The breakfast was attended by the Westfield Matildas squad, FFA CEO David Gallop, head coach Alen Stajcic as well as FFA and Gilbert + Tobin guests. It is the second in a series of events hosted by Gilbert + Tobin to discuss the issue of achieving equality for women in sport. Last month the firm hosted a boardroom conversation on gender equality in sport with US gender expert Professor Michael Kimmel.
ABC 730’s Leigh Sales led the event with The Matildas panel, made up of Stephanie Catley, Elise Kellond-Knight and Lisa De Vannaand, highlighting the success of the Matildas (including their upcoming sell-out game against Brazil) and how they are transitioning from a “women’s football” team to a mainstream sporting powerhouse.
The second panel discussion featured the NSW Minister for Sport Hon Stuart Ayres MP, FFA Head of Women’s Football Emma Highwood and Telstra HR Director, Alison Hancock.
Six-time Olympic medallist Anna Meares opened the event, captivating the audience with her incredible journey to represent Australia at the Olympics and inspirational comeback after serious injury. She also recognised the Matildas for their achievements and the positive effect this is having on both women’s sport and Australian football.
“The Matilda’s are among our most successful national teams. I look forward to the day that we don’t have to talk about ‘women’s sport’ as separate to just sport but until then, we need to have diversity initiatives in place to achieve equality in the sporting arena,” said Meares.
Gilbert + Tobin Partner, former Matildas vice-captain and FFA Board Director, Moya Dodd, was honoured for her extensive contribution to women’s football. Moya called on the audience, both within and outside of the sporting context, to look at their role in promoting gender equality in their daily lives.

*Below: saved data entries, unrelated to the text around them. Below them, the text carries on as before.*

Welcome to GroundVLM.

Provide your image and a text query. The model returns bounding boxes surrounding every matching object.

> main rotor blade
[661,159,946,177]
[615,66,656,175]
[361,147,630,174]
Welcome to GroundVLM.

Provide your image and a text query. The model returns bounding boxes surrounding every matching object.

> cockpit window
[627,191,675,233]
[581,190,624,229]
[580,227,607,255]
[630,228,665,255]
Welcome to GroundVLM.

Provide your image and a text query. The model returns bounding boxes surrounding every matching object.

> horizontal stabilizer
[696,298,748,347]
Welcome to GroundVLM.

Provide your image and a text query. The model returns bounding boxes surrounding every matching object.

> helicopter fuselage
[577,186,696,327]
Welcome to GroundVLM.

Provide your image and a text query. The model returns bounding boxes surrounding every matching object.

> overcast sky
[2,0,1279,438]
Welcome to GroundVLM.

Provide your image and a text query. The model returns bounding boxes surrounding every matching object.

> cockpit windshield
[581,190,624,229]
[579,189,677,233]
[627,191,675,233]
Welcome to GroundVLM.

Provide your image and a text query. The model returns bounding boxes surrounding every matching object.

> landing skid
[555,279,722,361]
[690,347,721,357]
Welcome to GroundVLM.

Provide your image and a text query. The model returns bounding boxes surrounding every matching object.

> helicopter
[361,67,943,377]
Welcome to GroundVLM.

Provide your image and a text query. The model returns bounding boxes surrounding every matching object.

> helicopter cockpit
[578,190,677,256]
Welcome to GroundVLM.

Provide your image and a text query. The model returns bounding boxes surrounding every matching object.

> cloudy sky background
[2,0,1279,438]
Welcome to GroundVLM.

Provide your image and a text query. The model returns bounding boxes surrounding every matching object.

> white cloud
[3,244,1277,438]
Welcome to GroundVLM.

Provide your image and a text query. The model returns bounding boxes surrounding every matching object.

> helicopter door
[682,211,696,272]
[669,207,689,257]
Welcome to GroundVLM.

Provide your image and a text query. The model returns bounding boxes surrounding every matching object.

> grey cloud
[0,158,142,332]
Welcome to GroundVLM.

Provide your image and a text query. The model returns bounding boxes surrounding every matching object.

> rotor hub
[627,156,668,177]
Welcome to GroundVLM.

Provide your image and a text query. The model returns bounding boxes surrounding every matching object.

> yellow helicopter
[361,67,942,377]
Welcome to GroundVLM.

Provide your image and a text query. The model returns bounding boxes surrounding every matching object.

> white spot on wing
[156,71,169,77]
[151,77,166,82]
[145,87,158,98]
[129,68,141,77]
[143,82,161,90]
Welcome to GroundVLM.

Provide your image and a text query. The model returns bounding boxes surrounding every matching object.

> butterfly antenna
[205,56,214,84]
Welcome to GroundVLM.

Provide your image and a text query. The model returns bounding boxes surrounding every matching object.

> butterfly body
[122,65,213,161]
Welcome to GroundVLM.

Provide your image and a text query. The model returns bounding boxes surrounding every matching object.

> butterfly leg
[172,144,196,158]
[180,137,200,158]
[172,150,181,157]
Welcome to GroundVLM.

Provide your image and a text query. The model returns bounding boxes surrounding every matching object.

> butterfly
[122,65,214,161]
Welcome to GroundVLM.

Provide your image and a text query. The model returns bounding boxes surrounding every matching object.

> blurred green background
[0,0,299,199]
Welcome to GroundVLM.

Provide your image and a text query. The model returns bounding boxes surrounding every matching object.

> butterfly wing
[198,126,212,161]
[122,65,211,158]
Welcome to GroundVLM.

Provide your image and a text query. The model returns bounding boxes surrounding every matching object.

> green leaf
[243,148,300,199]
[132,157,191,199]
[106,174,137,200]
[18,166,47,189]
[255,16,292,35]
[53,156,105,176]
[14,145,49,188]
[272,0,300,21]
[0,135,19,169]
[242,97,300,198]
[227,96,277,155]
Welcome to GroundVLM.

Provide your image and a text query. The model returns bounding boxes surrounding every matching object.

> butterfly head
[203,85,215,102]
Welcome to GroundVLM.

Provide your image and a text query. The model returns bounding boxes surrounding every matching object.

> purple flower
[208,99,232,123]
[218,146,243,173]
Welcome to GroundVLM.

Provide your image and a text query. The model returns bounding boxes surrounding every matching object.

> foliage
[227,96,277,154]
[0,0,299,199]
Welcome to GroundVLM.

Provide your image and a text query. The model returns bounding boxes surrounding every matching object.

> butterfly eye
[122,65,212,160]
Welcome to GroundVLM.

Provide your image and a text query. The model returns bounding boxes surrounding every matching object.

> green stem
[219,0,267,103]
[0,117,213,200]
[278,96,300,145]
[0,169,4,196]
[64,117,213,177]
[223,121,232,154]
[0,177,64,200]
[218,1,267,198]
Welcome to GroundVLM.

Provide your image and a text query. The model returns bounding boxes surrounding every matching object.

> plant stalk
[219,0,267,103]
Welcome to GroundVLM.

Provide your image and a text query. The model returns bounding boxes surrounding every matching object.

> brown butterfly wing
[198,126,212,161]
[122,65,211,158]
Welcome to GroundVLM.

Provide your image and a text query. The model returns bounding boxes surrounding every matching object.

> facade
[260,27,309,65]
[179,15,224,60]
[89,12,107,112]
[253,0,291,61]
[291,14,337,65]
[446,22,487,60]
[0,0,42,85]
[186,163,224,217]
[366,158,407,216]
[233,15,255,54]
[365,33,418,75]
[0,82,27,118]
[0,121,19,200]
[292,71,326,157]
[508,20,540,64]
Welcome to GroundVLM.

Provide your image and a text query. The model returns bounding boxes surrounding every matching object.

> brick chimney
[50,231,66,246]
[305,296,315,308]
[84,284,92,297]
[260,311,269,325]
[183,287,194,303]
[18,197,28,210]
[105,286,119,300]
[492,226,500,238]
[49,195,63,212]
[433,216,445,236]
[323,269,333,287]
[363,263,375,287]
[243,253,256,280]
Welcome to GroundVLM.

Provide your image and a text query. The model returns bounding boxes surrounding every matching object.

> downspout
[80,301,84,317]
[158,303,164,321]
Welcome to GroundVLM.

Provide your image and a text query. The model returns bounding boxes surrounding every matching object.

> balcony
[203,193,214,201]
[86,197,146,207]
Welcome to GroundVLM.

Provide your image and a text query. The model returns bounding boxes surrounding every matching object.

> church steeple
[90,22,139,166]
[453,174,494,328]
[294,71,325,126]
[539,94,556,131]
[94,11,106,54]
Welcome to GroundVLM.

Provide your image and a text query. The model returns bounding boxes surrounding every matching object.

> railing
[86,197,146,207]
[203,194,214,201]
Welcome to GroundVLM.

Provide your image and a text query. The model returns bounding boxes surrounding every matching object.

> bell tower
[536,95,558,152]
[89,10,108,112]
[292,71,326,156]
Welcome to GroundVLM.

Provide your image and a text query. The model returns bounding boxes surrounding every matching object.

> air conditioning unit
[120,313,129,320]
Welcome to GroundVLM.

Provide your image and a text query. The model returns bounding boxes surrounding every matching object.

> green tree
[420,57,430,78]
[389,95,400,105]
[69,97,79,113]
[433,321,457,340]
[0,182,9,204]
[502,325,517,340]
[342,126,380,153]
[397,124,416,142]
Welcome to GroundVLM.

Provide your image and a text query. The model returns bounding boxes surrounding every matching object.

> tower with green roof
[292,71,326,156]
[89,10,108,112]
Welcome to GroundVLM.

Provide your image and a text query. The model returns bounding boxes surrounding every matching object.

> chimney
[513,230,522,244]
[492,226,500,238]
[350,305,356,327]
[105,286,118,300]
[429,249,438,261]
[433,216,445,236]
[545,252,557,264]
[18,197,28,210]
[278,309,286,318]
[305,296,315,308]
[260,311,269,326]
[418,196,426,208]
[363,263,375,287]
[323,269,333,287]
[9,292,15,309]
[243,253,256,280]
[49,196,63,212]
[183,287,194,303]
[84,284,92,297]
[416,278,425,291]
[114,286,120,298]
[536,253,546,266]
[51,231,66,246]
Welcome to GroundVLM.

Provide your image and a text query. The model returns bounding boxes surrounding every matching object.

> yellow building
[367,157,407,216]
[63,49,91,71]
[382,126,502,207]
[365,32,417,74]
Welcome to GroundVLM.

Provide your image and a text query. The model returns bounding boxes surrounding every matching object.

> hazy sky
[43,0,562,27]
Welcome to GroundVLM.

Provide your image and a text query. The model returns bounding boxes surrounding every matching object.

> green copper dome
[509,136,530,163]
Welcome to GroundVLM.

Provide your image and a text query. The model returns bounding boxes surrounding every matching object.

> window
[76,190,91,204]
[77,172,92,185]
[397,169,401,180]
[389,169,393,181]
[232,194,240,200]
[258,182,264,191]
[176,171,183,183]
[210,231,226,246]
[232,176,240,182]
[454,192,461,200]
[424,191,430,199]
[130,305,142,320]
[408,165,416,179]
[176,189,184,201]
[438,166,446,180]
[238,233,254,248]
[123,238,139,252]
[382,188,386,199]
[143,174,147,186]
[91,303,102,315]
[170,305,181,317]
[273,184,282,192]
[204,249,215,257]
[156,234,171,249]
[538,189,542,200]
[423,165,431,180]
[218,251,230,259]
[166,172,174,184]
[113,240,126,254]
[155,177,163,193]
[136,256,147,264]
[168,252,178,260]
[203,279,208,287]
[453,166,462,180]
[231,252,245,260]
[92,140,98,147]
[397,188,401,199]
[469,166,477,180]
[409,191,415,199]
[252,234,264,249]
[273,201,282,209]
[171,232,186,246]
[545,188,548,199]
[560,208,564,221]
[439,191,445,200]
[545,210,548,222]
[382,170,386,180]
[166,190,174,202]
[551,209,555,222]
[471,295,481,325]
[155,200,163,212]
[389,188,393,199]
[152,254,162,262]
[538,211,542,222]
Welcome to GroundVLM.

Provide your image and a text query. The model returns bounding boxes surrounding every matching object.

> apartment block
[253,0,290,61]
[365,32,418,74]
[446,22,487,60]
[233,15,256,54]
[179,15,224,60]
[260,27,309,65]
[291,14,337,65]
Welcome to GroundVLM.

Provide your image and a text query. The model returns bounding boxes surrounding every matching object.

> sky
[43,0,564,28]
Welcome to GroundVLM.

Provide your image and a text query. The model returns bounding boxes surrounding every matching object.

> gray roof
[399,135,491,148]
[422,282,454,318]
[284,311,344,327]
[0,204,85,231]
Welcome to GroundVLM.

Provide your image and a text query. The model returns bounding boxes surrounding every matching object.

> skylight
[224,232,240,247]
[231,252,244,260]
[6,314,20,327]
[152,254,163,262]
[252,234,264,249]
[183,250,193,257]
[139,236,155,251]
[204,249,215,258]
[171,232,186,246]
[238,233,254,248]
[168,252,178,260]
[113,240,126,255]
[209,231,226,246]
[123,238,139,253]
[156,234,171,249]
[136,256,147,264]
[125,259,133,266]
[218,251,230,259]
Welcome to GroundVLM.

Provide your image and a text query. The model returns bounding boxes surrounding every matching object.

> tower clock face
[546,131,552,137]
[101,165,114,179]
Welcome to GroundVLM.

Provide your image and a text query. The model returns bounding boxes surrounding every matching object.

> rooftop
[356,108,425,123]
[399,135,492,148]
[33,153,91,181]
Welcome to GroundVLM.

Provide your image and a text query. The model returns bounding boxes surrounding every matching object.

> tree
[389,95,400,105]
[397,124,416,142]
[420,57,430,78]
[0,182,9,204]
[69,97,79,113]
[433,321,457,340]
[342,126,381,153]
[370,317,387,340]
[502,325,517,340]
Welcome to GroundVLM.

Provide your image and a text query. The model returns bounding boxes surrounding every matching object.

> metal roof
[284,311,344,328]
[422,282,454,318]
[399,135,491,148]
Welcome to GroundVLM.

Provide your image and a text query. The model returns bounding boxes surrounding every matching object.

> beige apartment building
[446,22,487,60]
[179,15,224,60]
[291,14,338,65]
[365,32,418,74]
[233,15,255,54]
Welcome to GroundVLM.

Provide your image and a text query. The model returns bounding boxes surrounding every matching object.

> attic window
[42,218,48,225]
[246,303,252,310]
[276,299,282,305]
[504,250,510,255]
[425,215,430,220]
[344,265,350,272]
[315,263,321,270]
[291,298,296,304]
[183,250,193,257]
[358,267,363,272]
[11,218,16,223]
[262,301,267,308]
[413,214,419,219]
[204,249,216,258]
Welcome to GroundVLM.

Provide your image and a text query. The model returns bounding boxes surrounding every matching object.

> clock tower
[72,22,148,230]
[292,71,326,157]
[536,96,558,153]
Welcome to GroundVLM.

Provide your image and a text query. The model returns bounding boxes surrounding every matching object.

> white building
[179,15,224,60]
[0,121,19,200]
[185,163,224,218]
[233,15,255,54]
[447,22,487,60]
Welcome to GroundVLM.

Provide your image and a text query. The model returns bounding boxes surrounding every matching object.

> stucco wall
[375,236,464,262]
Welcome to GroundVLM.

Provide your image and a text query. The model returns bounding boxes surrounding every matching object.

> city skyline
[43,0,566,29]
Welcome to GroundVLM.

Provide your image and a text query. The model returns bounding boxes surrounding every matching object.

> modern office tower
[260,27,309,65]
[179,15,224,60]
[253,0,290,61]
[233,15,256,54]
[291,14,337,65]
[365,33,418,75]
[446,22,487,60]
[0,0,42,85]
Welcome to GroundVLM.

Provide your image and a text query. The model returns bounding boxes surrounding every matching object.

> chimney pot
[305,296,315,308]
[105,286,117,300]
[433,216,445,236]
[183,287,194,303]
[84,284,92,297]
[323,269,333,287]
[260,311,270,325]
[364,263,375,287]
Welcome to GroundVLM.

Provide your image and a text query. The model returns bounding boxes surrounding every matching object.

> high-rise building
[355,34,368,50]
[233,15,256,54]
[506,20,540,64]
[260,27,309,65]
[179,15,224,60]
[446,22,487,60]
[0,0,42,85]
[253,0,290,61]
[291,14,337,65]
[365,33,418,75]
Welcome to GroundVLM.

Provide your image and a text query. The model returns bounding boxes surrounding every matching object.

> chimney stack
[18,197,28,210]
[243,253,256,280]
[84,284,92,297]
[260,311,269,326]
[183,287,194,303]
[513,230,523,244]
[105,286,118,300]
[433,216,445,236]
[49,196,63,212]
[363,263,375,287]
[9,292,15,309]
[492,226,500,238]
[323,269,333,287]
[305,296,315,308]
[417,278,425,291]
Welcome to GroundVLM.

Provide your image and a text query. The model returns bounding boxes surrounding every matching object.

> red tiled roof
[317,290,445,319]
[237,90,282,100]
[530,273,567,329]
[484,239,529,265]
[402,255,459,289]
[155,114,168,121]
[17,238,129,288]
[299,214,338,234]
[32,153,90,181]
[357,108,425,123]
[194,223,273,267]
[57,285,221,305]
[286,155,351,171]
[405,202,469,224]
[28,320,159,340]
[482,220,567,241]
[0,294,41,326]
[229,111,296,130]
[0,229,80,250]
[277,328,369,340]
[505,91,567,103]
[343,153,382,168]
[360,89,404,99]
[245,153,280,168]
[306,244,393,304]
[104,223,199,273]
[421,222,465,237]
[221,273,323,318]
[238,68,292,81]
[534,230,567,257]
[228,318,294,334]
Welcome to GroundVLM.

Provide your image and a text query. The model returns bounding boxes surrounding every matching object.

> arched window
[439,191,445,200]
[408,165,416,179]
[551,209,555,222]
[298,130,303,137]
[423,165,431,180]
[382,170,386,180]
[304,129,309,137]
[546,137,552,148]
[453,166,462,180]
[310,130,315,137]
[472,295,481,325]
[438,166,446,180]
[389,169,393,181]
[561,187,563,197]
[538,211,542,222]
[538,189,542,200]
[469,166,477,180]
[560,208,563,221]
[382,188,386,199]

“The greatest injustice in sporting history has been the exclusion of women from the biggest game in the world," said Dodd, referring to historical bans against women playing football, and urging all organisations connected with sport to re-examine the gender split of their resourcing.
"If you're not part of the solution, then you're part of the problem," she added.
"It's up to us all to be on the right side of history.”